Humans are limited to no more than 3 or 4 romantic entanglements at a time. Posthumans may pursue 15 or 20 simultaneously; those posthumans augmented by bots can pursue hundreds. For some posthumans, this can prove highly profitable, particularly those who specialize in widows and the elderly.
Posthumans can blogswarm from jail!
The posthuman condition is a happy state for registered sex offenders.
Posthumans have solved the problem of professional ethics: The ethics of posthumans are completely undiscussable. How dare you raise the issue of ethics!
Posthumans are becoming the natural prey of Intelligent Agents, currently in the service of humans and adept at parsing social networks and friends lists. Intelligent Agents perform due diligence.
A posthuman’s HR department already has the posthuman’s Charles Manson fanfic on file; is already aware of the disturbing themes in the posthuman’s Shirley Temple Second Life porn; the posthuman’s Flickr account has already been run by legal.
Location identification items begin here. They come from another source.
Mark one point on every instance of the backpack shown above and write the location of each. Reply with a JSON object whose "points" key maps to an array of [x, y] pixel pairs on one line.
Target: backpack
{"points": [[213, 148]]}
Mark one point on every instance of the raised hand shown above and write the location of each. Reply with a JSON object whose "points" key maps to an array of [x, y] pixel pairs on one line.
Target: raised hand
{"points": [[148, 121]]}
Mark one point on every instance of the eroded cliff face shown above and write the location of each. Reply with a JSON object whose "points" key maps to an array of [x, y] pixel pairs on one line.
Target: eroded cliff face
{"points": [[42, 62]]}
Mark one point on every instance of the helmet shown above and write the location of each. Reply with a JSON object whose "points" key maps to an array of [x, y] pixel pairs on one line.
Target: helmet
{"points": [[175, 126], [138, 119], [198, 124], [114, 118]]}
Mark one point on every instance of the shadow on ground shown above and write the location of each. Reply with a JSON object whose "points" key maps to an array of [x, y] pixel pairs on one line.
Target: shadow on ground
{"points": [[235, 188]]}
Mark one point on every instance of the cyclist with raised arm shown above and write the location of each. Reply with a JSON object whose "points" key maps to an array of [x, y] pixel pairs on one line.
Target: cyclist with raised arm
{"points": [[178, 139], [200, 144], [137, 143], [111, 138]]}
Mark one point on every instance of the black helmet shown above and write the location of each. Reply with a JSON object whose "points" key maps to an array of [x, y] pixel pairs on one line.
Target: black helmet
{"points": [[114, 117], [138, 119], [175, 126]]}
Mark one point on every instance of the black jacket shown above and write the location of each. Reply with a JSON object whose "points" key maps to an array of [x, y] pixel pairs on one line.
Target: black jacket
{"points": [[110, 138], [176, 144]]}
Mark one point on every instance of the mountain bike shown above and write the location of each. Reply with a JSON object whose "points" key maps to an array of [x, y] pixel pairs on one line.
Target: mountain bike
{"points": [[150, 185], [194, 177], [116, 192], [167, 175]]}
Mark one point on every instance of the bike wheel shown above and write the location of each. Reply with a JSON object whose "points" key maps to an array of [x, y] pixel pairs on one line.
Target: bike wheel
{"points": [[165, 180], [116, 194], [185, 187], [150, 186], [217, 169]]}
Legal has advised management to let him dig himself in a little deeper.
Posthumans are losing security clearances for unexplained reasons.
Posthumans are now being investigated by the Securities and Exchange Commission.
Now posthumans lose their jobs.
Intelligent Agents take over. Truth is the consensus of corporately owned Intelligent Agent systems.
The era of Transhumanity is at hand.
History has ended. Posthumans have no history.